NOTE: This equipment has been tested and found to comply with the limits for a Class B digital device, pursuant to part 15 of the FCC Rules. These limits are designed to provide reasonable protection against harmful interference in a residential installation. This equipment generates, uses and can radiate radio frequency energy and, if not installed and used in accordance with the Instructions, may cause harmful interference to radio communications. However, there is no guarantee that interference will not occur in a particular installation.
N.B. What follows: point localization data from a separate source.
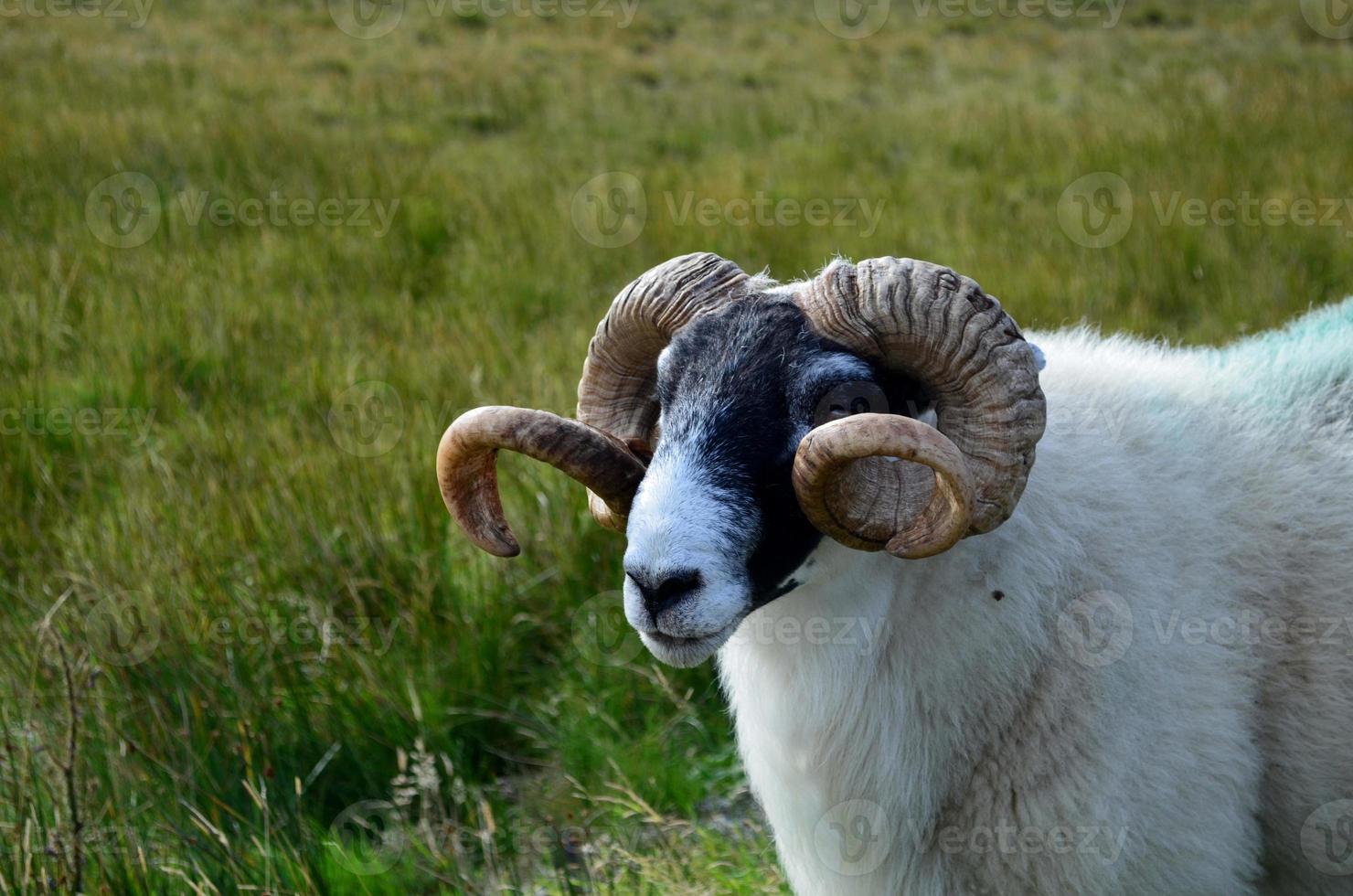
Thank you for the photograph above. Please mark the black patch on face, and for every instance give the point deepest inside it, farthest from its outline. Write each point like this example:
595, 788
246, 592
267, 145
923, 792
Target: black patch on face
738, 389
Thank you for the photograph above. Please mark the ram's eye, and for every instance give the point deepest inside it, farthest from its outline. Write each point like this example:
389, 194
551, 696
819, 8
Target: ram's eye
846, 400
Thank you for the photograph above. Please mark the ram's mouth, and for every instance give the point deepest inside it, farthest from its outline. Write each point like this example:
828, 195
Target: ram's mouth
681, 651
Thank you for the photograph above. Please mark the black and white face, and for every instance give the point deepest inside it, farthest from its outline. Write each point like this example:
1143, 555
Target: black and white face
716, 531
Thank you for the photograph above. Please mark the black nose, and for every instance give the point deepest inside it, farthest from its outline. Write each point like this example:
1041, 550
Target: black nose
666, 589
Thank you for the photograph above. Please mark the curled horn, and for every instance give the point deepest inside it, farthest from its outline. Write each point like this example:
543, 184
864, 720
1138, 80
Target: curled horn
617, 406
619, 389
963, 476
467, 465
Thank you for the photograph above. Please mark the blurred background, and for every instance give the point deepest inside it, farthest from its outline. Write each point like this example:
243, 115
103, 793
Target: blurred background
256, 256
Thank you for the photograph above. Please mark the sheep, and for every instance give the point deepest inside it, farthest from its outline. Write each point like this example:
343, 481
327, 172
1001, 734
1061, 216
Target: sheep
1127, 670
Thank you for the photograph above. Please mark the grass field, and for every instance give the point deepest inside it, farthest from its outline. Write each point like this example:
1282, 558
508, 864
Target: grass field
250, 265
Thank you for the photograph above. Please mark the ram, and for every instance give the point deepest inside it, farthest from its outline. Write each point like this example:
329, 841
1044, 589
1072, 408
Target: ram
1119, 670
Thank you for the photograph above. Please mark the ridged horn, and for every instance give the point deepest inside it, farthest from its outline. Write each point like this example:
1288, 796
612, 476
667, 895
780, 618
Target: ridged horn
467, 465
619, 388
927, 323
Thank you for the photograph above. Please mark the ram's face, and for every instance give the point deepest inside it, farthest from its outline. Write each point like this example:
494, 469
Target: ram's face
769, 436
715, 529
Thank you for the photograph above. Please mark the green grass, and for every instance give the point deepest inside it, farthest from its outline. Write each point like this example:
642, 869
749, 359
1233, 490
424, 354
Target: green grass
313, 635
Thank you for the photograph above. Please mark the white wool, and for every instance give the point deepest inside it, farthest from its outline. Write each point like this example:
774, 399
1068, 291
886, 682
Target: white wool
1119, 721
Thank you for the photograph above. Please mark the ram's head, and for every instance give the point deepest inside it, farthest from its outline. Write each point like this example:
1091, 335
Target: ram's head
726, 425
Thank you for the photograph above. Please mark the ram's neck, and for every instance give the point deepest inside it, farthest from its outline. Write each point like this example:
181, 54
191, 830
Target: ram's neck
879, 681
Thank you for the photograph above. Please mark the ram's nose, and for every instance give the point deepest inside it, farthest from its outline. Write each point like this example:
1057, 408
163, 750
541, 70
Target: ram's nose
660, 591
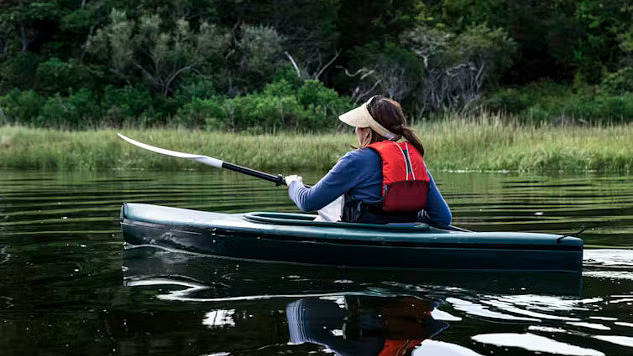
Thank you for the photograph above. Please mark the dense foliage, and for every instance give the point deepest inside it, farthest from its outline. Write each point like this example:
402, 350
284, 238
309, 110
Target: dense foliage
267, 65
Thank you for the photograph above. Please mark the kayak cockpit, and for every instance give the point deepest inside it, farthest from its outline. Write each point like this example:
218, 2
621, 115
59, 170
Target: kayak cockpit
308, 220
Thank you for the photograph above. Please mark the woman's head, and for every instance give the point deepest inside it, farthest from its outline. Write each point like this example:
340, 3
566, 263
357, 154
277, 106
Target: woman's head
380, 119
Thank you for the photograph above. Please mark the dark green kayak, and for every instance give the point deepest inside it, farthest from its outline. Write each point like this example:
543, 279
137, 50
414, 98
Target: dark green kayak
296, 239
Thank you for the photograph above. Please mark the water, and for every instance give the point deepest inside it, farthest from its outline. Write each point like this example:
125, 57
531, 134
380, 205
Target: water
68, 286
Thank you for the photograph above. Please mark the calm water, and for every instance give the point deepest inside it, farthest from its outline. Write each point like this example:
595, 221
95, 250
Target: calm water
68, 285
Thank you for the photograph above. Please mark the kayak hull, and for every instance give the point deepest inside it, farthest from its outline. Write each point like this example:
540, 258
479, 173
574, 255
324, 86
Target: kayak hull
237, 236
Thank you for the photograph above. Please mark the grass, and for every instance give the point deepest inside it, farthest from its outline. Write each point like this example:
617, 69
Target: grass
477, 144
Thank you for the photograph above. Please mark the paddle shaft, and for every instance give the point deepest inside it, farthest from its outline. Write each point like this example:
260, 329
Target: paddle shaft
278, 179
209, 161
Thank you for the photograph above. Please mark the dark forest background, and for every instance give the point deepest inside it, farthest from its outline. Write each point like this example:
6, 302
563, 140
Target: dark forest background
281, 64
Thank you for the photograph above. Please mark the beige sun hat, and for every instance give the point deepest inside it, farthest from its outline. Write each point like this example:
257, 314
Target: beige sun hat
360, 117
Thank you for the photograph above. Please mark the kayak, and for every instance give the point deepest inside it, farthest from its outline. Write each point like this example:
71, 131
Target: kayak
297, 239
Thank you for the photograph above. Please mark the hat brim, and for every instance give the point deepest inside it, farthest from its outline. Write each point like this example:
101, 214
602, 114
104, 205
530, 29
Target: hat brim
358, 117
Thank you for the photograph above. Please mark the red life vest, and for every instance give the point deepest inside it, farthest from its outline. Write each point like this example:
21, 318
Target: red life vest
405, 181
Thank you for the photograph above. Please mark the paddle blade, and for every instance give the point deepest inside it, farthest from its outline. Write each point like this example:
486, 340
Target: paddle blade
210, 161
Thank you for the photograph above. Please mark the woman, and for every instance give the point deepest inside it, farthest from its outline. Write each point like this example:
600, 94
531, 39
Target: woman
383, 180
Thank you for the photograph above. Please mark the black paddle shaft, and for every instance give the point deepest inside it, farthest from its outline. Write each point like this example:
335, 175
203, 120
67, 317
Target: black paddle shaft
278, 179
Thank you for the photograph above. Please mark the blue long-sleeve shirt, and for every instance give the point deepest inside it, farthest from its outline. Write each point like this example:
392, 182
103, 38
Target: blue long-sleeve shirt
359, 173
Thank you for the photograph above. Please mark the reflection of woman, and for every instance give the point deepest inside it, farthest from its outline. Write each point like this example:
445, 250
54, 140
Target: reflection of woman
365, 326
382, 181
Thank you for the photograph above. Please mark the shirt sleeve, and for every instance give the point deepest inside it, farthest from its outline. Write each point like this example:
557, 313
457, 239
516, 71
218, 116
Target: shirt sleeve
339, 180
437, 209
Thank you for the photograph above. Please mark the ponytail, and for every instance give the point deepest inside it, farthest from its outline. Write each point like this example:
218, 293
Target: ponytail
410, 136
388, 113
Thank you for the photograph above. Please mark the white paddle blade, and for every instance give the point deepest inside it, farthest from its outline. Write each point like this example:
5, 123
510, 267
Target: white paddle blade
210, 161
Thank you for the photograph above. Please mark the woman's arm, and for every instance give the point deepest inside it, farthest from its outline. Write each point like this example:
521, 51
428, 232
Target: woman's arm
338, 181
437, 209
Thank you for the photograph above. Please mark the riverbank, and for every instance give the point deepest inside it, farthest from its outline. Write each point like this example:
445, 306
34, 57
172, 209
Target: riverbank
453, 144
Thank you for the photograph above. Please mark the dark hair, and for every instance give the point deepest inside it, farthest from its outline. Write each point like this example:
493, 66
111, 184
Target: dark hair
388, 113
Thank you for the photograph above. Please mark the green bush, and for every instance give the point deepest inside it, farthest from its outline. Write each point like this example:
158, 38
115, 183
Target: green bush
56, 76
78, 110
547, 101
18, 72
280, 105
126, 106
618, 82
21, 107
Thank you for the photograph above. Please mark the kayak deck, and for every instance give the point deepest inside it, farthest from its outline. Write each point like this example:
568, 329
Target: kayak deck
295, 238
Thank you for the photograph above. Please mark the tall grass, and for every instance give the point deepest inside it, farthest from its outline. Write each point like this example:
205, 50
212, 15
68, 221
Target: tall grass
455, 143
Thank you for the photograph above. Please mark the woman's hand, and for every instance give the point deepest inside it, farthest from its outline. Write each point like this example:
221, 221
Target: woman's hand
292, 178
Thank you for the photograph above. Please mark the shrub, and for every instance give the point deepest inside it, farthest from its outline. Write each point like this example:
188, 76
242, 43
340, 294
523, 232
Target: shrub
56, 76
18, 72
280, 105
79, 110
618, 82
126, 106
21, 107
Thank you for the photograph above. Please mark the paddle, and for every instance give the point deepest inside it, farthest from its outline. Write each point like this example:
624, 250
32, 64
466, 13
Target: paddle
209, 161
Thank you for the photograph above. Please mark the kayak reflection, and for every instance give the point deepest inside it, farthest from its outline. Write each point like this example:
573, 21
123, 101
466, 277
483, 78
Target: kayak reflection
363, 325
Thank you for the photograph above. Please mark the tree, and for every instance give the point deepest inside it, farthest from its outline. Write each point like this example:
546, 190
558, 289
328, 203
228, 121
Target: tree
159, 55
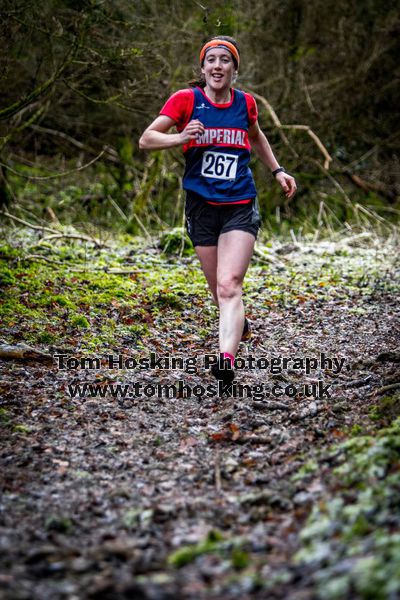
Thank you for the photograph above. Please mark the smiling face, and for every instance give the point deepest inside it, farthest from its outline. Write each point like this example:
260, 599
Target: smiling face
218, 69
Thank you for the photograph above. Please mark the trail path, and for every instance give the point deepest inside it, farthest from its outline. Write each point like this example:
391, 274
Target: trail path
99, 493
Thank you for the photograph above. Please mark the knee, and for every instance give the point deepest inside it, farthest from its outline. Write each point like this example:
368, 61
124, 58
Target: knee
229, 287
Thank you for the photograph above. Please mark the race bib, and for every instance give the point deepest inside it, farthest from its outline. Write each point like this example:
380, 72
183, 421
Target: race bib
219, 166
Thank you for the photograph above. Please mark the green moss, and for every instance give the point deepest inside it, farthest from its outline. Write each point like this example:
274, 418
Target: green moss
356, 524
6, 276
79, 321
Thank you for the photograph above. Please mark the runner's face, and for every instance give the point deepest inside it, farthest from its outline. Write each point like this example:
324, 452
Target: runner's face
218, 69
If this equipment does cause harmful interference to radio or television reception, which can be determined by turning the equipment off and on, the user is encouraged to try to correct the interference by one or more of the following measures:

Reorient or relocate the receiving antenna.
Increase the separation between the equipment and receiver.
Connect the equipment into an outlet on a circuit different from that to which the receiver is connected.
Consult the dealer or an experienced radio/TV technician for help.

FCC Radiation Exposure Statement:
This equipment complies with FCC radiation exposure limits set forth for uncontrolled environment .This equipment should be installed and operated with minimum distance 20cm between the radiator& your body.